Alaska, United States
American Double / Imperial Stout | 12.70% ABV
The label rages on:
“Vicious and viscous, this menacing brew pours opaque black with a creamy maduro-colored head. Its aroma offers seductive whiskey, chewy red wine, dark fruit and lavish tobacco. Berserker Imperial Stout invades your taste buds with in-your-face flavor. Weighing in at almost 13% alcohol by volume, Berserker is completely out-of-control. Give it a good fight. Berserker Imperial Stout was aged in both red wine and whiskey barrels.”
A: This is to the numbers an imperial stout through and though. Just look at that, it looks like press pot coffee mixed with triple brownie batter ice cream. The mocha head lets you know that the malts went through some serious dark ended shit in that 120 minute boil. The lacing is tremendous and the carbonation rises to the top despite thick sticky adversaries holding it back like a bunch of bubble haters.

This comes across like a progressive spin on something that you feel like you’ve experienced before. The result is a refreshing new experience.

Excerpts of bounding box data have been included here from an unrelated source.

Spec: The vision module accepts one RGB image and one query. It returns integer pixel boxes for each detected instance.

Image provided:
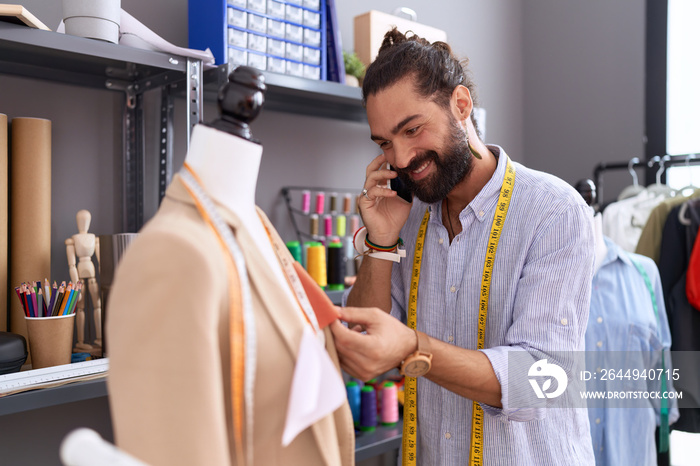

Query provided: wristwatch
[399,329,433,377]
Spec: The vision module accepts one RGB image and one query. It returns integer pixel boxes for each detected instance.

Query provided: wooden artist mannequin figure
[106,67,354,466]
[65,209,102,351]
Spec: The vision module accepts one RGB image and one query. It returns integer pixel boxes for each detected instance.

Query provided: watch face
[403,359,430,377]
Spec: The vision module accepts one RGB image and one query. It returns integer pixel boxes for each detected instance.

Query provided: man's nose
[391,142,416,173]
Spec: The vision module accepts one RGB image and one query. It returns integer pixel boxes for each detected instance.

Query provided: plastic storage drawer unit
[189,0,328,80]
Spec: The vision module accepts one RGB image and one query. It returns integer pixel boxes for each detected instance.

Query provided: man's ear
[451,84,473,121]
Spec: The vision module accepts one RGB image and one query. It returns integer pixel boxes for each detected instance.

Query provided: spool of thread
[381,380,399,426]
[316,191,326,215]
[323,214,333,238]
[331,193,338,214]
[345,380,361,427]
[309,214,318,236]
[335,215,347,238]
[301,241,320,271]
[328,242,345,290]
[286,241,303,264]
[343,193,352,215]
[301,189,311,214]
[360,385,377,432]
[350,214,360,235]
[306,243,328,288]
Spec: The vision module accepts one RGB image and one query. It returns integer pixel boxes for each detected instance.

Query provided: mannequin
[65,209,102,354]
[107,67,354,466]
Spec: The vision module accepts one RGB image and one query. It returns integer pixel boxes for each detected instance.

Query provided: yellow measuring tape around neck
[402,156,515,466]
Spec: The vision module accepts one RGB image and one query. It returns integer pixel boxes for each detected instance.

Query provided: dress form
[65,209,102,353]
[185,67,294,299]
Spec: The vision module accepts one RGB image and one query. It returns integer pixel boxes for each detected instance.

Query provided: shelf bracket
[158,85,175,205]
[105,80,146,233]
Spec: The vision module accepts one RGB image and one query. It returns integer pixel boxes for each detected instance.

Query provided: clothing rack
[593,154,700,205]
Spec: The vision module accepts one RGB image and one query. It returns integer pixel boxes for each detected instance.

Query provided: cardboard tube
[0,113,6,332]
[10,118,51,351]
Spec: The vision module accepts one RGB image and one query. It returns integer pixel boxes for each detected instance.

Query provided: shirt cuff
[480,346,547,422]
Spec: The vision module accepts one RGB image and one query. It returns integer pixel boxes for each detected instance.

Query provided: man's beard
[394,117,474,204]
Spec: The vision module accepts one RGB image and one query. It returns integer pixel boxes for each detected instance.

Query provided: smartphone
[389,165,413,202]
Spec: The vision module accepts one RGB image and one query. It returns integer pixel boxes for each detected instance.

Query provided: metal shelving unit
[0,22,202,232]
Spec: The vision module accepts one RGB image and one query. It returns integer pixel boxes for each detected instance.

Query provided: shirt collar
[599,236,634,270]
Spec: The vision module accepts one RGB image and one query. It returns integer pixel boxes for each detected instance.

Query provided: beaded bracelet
[353,227,406,262]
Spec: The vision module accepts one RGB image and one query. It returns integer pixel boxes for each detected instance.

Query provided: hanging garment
[586,237,678,466]
[659,199,700,432]
[678,200,700,309]
[634,190,700,265]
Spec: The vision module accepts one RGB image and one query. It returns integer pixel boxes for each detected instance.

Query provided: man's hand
[331,307,418,381]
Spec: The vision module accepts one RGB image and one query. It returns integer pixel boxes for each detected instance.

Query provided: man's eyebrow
[370,113,420,141]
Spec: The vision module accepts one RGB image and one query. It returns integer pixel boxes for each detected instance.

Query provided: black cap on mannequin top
[207,66,267,144]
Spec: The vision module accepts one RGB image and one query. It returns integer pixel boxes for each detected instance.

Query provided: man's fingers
[365,154,386,178]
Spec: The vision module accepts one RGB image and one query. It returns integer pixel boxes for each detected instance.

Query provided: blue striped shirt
[391,146,594,466]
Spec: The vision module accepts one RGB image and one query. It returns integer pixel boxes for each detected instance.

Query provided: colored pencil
[46,288,57,317]
[24,289,36,317]
[29,286,39,317]
[51,283,65,316]
[58,282,73,316]
[59,283,75,316]
[36,286,46,317]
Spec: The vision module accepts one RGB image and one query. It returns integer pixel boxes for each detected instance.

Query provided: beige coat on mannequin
[106,176,354,466]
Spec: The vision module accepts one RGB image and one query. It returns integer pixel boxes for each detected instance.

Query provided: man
[332,29,594,465]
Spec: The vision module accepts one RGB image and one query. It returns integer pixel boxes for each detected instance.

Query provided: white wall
[523,0,648,204]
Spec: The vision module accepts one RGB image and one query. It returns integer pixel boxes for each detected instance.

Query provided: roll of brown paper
[0,113,6,332]
[10,118,51,346]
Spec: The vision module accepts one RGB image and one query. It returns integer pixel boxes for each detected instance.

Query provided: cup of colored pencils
[15,279,83,317]
[15,280,82,369]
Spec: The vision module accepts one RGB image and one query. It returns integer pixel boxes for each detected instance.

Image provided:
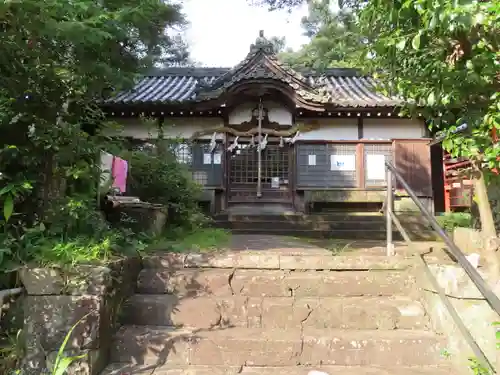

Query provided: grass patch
[145,228,231,253]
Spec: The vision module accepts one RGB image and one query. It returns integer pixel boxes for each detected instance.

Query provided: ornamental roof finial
[250,30,273,54]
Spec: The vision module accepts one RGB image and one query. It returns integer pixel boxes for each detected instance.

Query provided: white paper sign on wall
[271,177,280,189]
[366,155,385,180]
[203,154,212,164]
[330,155,356,171]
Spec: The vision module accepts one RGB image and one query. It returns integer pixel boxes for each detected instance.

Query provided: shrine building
[103,32,441,214]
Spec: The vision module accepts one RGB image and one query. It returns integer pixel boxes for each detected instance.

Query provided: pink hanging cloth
[112,156,128,194]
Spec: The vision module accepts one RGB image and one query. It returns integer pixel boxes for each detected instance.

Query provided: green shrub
[124,148,206,229]
[436,212,472,233]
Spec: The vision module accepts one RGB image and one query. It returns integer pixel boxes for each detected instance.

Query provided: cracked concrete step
[214,218,394,232]
[101,363,456,375]
[111,326,442,366]
[227,225,398,241]
[121,294,429,329]
[137,268,415,297]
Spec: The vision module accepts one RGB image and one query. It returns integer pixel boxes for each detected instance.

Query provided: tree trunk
[473,170,500,282]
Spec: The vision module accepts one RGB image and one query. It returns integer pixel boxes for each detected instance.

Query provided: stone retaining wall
[21,258,141,375]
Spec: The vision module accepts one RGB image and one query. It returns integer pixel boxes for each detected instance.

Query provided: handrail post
[385,168,394,256]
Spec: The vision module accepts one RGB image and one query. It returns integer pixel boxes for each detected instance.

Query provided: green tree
[279,0,365,71]
[359,0,500,276]
[0,0,187,266]
[261,0,500,277]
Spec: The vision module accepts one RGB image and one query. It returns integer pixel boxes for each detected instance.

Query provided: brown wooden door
[393,139,432,197]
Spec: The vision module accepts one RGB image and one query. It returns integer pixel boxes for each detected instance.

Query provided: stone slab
[300,329,444,366]
[231,270,415,297]
[279,254,412,270]
[111,326,442,366]
[137,268,233,296]
[185,252,280,269]
[102,364,456,375]
[101,363,156,375]
[121,294,429,329]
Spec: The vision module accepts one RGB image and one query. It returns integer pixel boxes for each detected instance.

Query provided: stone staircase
[214,212,435,240]
[101,242,454,375]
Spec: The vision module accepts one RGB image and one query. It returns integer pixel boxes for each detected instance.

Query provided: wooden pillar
[356,143,366,189]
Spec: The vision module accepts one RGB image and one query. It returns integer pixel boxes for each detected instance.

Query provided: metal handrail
[385,161,500,315]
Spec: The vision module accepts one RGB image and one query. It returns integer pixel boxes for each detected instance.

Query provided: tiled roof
[105,33,402,107]
[106,68,402,107]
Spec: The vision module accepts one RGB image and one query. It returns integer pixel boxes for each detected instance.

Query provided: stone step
[215,218,392,232]
[121,294,428,329]
[217,223,400,241]
[111,326,442,366]
[137,268,416,298]
[143,253,412,271]
[102,363,456,375]
[214,211,414,223]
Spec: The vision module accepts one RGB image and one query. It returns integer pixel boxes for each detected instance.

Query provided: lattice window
[364,143,392,187]
[193,171,208,186]
[327,144,357,187]
[174,143,193,165]
[230,144,289,188]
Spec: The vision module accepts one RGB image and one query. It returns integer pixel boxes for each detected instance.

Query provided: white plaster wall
[229,101,293,125]
[298,118,358,141]
[107,117,224,139]
[363,118,426,140]
[163,117,224,139]
[105,118,158,139]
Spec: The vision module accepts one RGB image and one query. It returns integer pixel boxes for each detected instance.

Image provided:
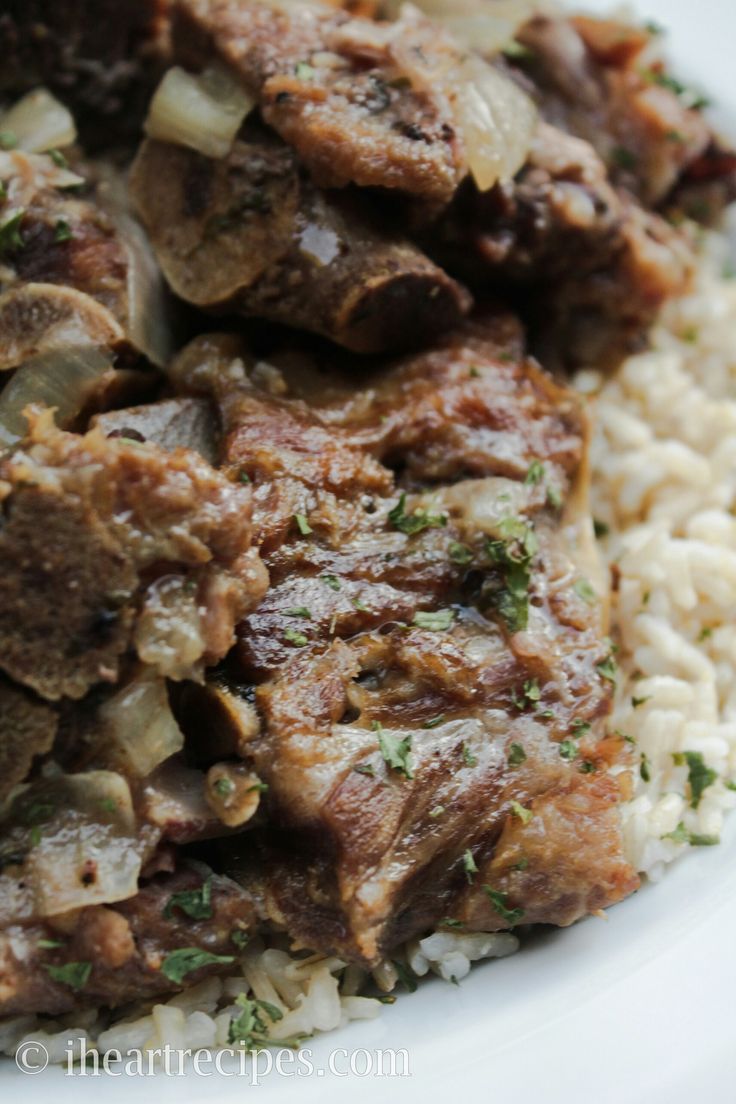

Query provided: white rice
[577,224,736,880]
[0,226,736,1062]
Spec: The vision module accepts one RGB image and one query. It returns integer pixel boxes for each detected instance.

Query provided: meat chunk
[519,15,712,206]
[132,128,469,352]
[0,863,254,1016]
[92,399,220,465]
[0,0,166,148]
[0,415,266,700]
[0,678,56,803]
[174,317,637,964]
[173,0,466,203]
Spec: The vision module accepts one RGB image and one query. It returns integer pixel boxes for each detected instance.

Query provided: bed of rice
[0,226,736,1062]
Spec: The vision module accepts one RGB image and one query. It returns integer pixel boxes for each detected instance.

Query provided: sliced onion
[146,66,255,158]
[451,57,537,192]
[0,771,142,916]
[0,88,76,153]
[0,346,115,447]
[99,673,184,778]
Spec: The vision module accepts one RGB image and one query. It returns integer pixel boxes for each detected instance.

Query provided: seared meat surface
[0,866,253,1016]
[0,0,167,148]
[174,318,637,964]
[0,406,266,700]
[11,0,736,1015]
[132,127,469,352]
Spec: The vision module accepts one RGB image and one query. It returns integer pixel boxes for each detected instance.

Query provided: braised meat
[0,0,167,148]
[519,15,734,206]
[173,0,467,203]
[132,128,469,352]
[0,864,254,1016]
[174,318,637,964]
[0,415,267,700]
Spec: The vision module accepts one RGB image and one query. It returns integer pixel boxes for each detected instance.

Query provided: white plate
[0,0,736,1104]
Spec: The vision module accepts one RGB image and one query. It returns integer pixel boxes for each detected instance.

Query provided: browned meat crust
[174,318,637,963]
[173,0,466,203]
[0,677,56,803]
[131,126,469,352]
[520,17,712,206]
[0,866,254,1016]
[0,416,266,700]
[425,124,694,368]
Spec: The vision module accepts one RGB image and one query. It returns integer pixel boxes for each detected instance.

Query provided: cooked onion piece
[99,672,184,778]
[451,57,537,192]
[0,88,76,153]
[0,346,115,447]
[146,66,255,159]
[384,0,535,55]
[0,771,142,922]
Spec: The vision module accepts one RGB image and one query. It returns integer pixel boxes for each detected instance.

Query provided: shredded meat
[0,415,266,700]
[132,127,469,352]
[173,0,466,203]
[174,317,637,964]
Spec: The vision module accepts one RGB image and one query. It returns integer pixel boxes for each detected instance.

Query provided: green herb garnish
[161,947,235,985]
[388,495,447,537]
[373,721,414,778]
[163,878,212,920]
[672,752,718,809]
[45,963,92,992]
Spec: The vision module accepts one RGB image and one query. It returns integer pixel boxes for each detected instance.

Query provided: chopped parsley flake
[483,885,524,926]
[462,743,478,766]
[449,541,472,565]
[412,609,455,633]
[506,744,526,766]
[672,752,718,809]
[161,947,235,985]
[0,208,25,256]
[524,460,544,487]
[373,721,414,778]
[353,763,375,778]
[462,850,478,882]
[511,802,534,825]
[611,146,639,172]
[639,752,652,782]
[54,219,74,242]
[662,820,721,847]
[573,578,598,606]
[388,495,447,537]
[163,878,212,920]
[46,963,92,992]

S: This imparts a deep coffee, merlot, leather, oak, sweet milk chocolate, there is some char and roastiness but at least this beer has the decency to hide it and doesn’t just wave it around like Barfly sees it fit to do. The whole affair is welcoming but incredibly complex. This is an amazing beer and all I am doing it snorting rails of carbonation.
T: This goes overboard in every area like on Diddy Kong Racing when you unlock Drumstick. You get deep caramel and vanilla from the bourbon, then milk chocolate starts slapping titties, tobacco puts a cigar out in your vodka soda and red wine strides in looking like Prince in mink coat. The whole entourage is menacing but welcome, like those Thing 1 and 2’s that break all your shit, but rhyme the entire time.
M: This is incredibly viscous and shoulders the ranks of Abyss and Huna with that deep oily murkiness that only the most hardened BP workers can be cajoled into talking about. You take a sip of this, might as well just call in sick to work, you will look like a boozy asshole. Why are you drinking this in the morning anyway? After a full bomber of this, you can just listen to Purity Ring and stare at some shitty Z Gallerie artwork because nothing else is going to seem relevant after what your mind and palate just went through.
D: This is exceptionally drinkable, without qualifier. I know it is huge, boozy, chocolatey, chewy, and almost 13%. You can finger your own dick hole if you disagree, this stout just goes HAM and doesn’t care who knows it. I would advise seeking out a ton of this, but the trading curve has already taken off sky high, so good luck with that one.
Narrative: The bubbles danced menacingly in front of your face as you watched the others propel themselves effortlessly through the water. Your cephalopoda eyes glow red with rage at the sight of their white, thin streamlined bodies. you were born this way, to harbor the maddening palour of a quadruple sized ink pouch. It is your scarlet, jet black A in your inner bladder. The most irksome, blackest squid in the sea, reviled by your contemporaries you lazily chug through the molasses emitting from your pores. Your beak grits haughtily in their wake, knowing their fortune, a grim death in indonesian nets. Alaskan squid are the most relentless indeed. Your wring your tentacles, obsidian in pigment, thinking of their light flesh reflecting the rays of angled sunlight from above. You could follow them in their trivial, fleeting existence, but you weren’t suited for that life. you were suited for the depths, the cold darkness, colder than your metabolic slowdown, colder than the oppressive atmospheric pressure. In a blast of thick enveloping ink you become one with the darkness and embrace your pure nature, a creature of the depths, all 8 legs propelling towards your destiny.